Used Range Rover Evoque long-term test

Does plug-in hybrid power make sense in a hard-working small SUV? And is nearly-new the best way to buy it? We're finding out...

Range Rover Evoque 2023 long-term hello

The car Range Rover Evoque R-Dynamic HSE 1.5 plug-in hybrid AWD Run by John Bradshaw, chief photographer

Why it’s here To find out whether this plug-in hybrid SUV really is at home in town as it is in the countryside, and whether nearly-new is the way to buy one

Needs to be fuel efficient in town and on the road alike, and as indulgent as it is practical

Mileage 8467 List price new (2023) £55,560 Price new with options £57,795 Test economy 34.9mpg Official economy 189.4mpg Dealer value now £31,383 Private value now £31,271 Running costs (excluding depreciation) Fuel £1008 (petrol and electricity)

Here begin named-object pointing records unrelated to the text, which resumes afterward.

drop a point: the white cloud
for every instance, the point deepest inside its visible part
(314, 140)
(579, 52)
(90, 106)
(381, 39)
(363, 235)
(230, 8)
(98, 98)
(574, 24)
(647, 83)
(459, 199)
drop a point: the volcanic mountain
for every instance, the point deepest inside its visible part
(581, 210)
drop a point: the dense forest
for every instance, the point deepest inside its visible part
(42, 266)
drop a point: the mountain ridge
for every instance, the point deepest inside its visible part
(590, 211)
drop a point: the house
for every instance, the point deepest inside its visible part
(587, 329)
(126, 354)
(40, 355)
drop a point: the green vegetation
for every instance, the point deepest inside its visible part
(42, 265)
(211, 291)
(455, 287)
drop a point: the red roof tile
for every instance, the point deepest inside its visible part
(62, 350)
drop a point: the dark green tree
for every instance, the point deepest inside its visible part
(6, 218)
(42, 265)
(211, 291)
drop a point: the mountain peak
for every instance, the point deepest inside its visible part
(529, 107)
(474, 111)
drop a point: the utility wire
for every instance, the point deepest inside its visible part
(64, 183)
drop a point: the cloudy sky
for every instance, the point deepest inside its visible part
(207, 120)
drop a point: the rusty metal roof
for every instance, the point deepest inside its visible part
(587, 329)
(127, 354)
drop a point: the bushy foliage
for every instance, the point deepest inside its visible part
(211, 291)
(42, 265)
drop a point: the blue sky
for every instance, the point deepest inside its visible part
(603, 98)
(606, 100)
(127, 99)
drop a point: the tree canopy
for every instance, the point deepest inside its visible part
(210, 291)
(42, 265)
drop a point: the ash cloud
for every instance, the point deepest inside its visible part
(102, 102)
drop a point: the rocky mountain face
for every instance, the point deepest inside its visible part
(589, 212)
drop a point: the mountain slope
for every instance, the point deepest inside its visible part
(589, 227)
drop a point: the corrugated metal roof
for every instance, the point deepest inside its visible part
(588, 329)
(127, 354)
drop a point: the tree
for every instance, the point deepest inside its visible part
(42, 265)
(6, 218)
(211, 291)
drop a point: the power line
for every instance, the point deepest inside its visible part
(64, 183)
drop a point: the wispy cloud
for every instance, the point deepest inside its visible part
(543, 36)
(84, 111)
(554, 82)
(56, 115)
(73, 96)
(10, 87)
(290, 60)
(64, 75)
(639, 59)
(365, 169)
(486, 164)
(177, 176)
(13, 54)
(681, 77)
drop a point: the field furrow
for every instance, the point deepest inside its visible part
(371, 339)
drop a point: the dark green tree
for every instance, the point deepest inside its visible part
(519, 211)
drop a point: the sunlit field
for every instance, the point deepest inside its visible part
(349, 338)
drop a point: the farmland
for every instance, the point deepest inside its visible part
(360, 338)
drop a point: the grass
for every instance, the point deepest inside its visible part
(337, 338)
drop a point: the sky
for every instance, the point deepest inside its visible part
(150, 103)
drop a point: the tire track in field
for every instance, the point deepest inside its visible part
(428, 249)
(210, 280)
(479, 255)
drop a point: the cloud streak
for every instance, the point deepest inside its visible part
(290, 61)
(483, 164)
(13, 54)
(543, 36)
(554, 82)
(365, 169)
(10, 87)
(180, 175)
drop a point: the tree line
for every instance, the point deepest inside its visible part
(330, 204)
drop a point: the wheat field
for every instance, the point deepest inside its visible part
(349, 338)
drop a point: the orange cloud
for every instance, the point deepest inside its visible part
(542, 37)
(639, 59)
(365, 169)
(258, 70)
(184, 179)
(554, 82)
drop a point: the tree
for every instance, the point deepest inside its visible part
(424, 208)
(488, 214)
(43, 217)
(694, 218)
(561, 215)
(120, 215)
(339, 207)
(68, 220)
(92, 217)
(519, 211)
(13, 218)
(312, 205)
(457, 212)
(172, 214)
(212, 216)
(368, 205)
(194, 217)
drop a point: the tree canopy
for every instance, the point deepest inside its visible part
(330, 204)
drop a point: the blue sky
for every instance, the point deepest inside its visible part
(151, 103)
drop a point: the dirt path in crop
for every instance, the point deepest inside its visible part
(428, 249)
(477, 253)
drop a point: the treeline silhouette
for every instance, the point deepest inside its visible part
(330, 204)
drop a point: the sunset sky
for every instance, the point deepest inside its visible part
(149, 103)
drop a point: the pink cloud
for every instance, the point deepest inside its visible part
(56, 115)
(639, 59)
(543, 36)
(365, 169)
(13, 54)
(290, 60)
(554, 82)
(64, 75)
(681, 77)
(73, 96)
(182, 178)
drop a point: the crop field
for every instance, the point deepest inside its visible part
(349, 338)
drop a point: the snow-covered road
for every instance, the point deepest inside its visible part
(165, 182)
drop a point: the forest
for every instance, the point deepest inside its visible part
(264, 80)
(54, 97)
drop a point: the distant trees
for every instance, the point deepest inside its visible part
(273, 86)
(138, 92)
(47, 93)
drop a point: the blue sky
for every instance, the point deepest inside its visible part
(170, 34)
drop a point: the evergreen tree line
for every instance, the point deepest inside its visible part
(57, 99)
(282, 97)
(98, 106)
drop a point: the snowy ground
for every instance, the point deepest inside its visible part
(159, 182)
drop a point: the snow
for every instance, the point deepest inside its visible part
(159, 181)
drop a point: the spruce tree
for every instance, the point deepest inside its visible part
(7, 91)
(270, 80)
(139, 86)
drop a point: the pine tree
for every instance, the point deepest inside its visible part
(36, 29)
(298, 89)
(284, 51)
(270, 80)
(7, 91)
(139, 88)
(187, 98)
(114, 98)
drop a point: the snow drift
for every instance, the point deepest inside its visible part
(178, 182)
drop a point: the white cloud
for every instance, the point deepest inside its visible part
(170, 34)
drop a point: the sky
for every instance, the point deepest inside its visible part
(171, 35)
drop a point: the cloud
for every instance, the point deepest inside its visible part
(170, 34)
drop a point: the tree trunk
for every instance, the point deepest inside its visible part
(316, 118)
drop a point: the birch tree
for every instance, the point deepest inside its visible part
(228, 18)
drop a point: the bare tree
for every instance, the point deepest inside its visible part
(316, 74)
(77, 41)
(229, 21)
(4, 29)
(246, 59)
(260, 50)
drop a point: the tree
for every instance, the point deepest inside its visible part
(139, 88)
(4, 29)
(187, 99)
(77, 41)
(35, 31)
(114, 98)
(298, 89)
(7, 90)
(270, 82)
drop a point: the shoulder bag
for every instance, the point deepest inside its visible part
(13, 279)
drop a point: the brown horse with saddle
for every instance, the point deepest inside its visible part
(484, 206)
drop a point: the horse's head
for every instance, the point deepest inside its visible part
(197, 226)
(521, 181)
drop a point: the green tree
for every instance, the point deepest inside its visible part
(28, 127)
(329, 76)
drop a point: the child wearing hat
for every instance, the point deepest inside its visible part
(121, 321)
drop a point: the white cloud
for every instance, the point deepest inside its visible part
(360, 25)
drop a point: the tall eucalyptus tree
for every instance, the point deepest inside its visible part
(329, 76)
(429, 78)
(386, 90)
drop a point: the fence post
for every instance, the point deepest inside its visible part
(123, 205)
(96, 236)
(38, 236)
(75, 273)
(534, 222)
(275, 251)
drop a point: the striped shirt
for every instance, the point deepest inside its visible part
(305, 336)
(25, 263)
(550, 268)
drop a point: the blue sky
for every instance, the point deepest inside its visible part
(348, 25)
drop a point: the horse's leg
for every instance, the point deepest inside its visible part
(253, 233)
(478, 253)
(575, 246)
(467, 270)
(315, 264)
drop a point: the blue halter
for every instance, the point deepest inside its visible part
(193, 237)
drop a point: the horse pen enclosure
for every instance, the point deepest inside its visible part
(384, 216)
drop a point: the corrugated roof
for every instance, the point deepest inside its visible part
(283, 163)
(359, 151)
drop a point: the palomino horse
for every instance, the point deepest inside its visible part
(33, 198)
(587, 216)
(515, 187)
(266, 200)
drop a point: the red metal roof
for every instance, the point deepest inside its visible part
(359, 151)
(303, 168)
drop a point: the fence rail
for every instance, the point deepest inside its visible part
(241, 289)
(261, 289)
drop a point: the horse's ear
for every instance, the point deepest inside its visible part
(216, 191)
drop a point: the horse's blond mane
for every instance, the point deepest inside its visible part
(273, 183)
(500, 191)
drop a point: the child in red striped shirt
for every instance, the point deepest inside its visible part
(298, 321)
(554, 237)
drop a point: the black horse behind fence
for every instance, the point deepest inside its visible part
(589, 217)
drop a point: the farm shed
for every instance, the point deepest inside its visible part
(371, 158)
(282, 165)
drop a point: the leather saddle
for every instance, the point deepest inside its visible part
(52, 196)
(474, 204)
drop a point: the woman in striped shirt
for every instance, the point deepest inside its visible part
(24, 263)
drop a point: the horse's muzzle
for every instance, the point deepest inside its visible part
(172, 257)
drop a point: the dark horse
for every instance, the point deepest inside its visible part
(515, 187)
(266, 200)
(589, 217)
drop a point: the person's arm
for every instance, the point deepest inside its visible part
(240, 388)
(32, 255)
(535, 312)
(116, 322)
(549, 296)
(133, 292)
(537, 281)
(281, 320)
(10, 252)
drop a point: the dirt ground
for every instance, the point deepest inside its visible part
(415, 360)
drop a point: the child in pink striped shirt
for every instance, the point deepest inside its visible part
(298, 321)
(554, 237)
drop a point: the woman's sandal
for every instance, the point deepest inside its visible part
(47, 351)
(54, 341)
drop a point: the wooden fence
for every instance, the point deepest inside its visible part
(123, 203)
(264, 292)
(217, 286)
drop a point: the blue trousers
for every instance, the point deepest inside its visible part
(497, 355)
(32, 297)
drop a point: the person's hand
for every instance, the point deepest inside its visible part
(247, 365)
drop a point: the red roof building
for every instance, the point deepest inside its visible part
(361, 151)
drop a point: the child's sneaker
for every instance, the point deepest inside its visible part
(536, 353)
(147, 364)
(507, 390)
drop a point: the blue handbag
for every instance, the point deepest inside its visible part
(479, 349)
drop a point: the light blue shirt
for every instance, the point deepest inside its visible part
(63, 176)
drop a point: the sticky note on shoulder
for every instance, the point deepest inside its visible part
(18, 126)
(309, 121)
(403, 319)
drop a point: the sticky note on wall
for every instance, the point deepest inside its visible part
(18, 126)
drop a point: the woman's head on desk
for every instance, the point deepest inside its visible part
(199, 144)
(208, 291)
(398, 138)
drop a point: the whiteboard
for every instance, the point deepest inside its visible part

3 April 2024 – It's been fun hanging out

One of the more novel aspects of my work as chief photographer for What Car? is performed only on a private test track. It sees me donning a harness to securely hang out of the boot of a moving vehicle, in order to get tracking shots of the one following behind. It’s an endeavour that my car absolutely must enable me to perform, so it came as some relief that my used Range Rover Evoque was up to the task.

Range Rover Evoque Long Term review, boot tracking shots goodbye

In fact, being a small SUV, the Evoque has a relatively high boot floor, so when I’m laying down in my daredevil posture, the view through the eyepiece of my Nikon is at precisely front grille level – pretty much just what I need. However, as I mentioned last time around, the Evoque’s boot isn’t the biggest in the world. When it’s set up in photographer’s platform mode, the seats have to be folded down to free up enough space for me to lie down, and that means anything I happened to be carrying has to be disgorged first.

In my Cupra Leon Estate or the BMW X1 I once ran, I could do my trapeze act and still have room for at least some of my photography gear to stay on board. It’s a compromise I’ve been only too happy to make, though; in other ways, the Evoque has given me more than I was banking on.

For one thing, It’s given me a really nice travelling environment for the last several thousand miles. You’ll struggle to find a smarter interior in a small SUV, and the Evoque outclasses quite a few models in the family SUV category, too. If I got a micrometer out, I’d possibly find that the X1 is more precisely assembled, but it’s nothing like as visually appealing. 

Range Rover Evoque Long Term review, meridian speakers

It’s well equipped, too; in my car’s HSE-Dynamic spec, the infotainment comes with wireless Android Auto smartphone compatibility as well as the more common Apple CarPlay, and there’s a superb sounding sound system from hi-fi specialists Meridian.

And it sounds all the better for the fact that the Evoque is so quiet. At motorway speeds, the tyres kick up much less noise than those of my X1 did, and there’s nothing much in the way of wind noise. Most of the time, the engine is pretty subdued, too. However, you’ll hear the unmistakable machine-gun bark of a three-cylinder engine when you put your foot down – and that’s well worth doing.

Range Rover Evoque Long Term review, driving

The Evoque P300e has a total of 305bhp, the petrol engine making up the bulk of it, with an electric motor supplying the rest. When the two power sources join forces, they take me from 0-60mph in 6.1 seconds. Swift overtaking is easy, too; with this much get-up-and-go, opportunities present themselves frequently enough to ensure that I’ve rarely been stuck behind a tractor for long on forays into the countryside.

And, of course, there’s the Evoque’s all-electric mode. This is virtually silent, yet provides more than enough grunt to suffice when I’m not on the motorway. In fact, when I’ve been able to, I very much enjoy effectively treating the Evoque as an electric car at the weekends. A full battery officially provides 38 miles of range; I didn't quite match that figure, but a cross-capital trip in surprisingly free-flowing traffic once yielded 27 miles of zero-emissions motoring.  

Range Rover Evoque Long Term review, plugged in

Driving on electrons alone when I can will have taken the edge off the Evoque’s overall petrol consumption – but not quite as much as I’d have liked. Over 5000 or so miles of driving, in a mixture of urban, rural and motorway conditions, the final reckoning was just below 35.0mpg – slightly less than I got from the mild hybrid BMW X1 xDrive23i. If only more of my driving had been urban (or if I didn't end up doing so many far-flung photo shoots during my time with the Evoque), that number would have been a lot bigger. 

Still, while I’ve not seen miraculous fuel economy, it’s impossible for me to not feel quids-in overall. By opting for a low-mileage, pre-facelift 72-plate example, I’ve avoided that initial bite of depreciation. When it came to me, its part-exchange value was £35,180; that’s now dipped to £33,183, and in terms of value lost, that’s a drop in the ocean compared with buying new. By my maths, my used Evoque gave me more than I expected, for less money than I feared.